I just found this quote from Phillip Jensen back in 2000 about his situation in the Anglican Church. I think it is pertinent for our own situation. He is talking about Church planting but I want us to use it to think about gospel recruitment. The bottom line is that we need to focus on preaching the gospel and raising up the next generation of gospel workers, within or outside the denomination of which we are a part. So to this end I think we need to start a deliberate gospel recruiting movement of Presbyterian Ministers who can work together to encourage gospel training and the raising up and training of gospel workers…
Prophets do not wait for permission to speak. They do not wait till people want to hear what they have to say. They do not wait to be authorized by any apart from the God who commissions them. Our task is to call the nation to repent.
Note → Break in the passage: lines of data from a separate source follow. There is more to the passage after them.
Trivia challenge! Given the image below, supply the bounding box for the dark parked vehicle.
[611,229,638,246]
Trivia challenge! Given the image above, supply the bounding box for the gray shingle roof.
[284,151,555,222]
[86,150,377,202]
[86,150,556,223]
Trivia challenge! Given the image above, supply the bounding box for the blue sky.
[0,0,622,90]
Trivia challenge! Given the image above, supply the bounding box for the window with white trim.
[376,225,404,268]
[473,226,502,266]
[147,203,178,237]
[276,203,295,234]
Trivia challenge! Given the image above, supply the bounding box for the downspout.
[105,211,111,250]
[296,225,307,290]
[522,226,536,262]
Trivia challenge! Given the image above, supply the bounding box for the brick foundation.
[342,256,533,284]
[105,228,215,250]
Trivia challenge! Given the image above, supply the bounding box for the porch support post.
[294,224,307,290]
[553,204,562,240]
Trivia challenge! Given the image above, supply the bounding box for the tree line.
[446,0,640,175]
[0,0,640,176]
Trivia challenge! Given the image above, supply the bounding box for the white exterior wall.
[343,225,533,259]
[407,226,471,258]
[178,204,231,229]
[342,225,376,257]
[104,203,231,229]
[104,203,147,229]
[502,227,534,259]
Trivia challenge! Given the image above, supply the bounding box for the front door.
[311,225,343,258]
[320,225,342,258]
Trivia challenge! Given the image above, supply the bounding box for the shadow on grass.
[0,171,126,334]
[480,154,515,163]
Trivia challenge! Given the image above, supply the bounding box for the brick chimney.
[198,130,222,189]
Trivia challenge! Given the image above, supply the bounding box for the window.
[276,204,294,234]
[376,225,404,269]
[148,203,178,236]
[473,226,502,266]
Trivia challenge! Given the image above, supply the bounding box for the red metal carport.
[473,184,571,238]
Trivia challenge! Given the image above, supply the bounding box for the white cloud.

If the heretics and false teachers of denominational churches will not listen, we should not spend too much time before dusting off our shoes and moving on to preach to those who have had less opportunity to hear the great message of salvation. If that means being like Paul and setting up church next door to the synagogue or in the hall of Tyrannus, so be it.
Am I saying that we should leave the denominations? No, of course not. Why should we leave because in some places unbelievers have taken temporary possession of the property that was left by our forefathers for the preaching of the gospel? No, let them leave — but I have never yet seen a good reason to leave…
I am suggesting that the future of evangelicalism in relation to the denominational churches lies in direct evangelistic church planting. It may happen inside or outside the denominations. We need just to get on with it, wherever the gospel is welcome.
The future of evangelicalism lies in brave hearts who will take action and not be constrained by the traditions of men—the lines that men have drawn on the ground, the rules that men have made about who conducts church how, when, where, and by whose authority.
Am I suggesting that we should be ecclesiastical law-breakers? Certainly not—no more than the Lord Jesus was in his day. We have to get his perspective of seeing the difference between gnats and camels. He was constantly being attacked by religious people on the high moral ground of their keeping the law, while he was supposedly breaking it. But he was concerned for the salvation of people, not the preservation of man-made laws which, in the name of God, undermined the very work of God.
I think we can see that God has blessed the ministry surrounding MYC in many ways. There have been an extraordinary number of effects, and great progress in many areas—witness the growth and effectiveness of Matthias Media, the Ministry Training Strategy, the missionaries and ministers (both lay and professional) who have gone out, and so on. There are lots of great things happening, and not only in our network. Evangelical organizations like AFES are going from strength to strength. In ethnic ministry, in church planting, in new initiatives in evangelism—there are good signs everywhere. In that sense, the future of evangelical Christianity in Australia looks strong.
However, our future in the most important sense is to keep doing what God has called us to do—to pray, to be holy, to preach faithfully. In unity with all those who love our Lord for his death for us, and want to proclaim him as the risen Lord, let us get on with the task. Let us proclaim him, the One before whom all Australia should bow.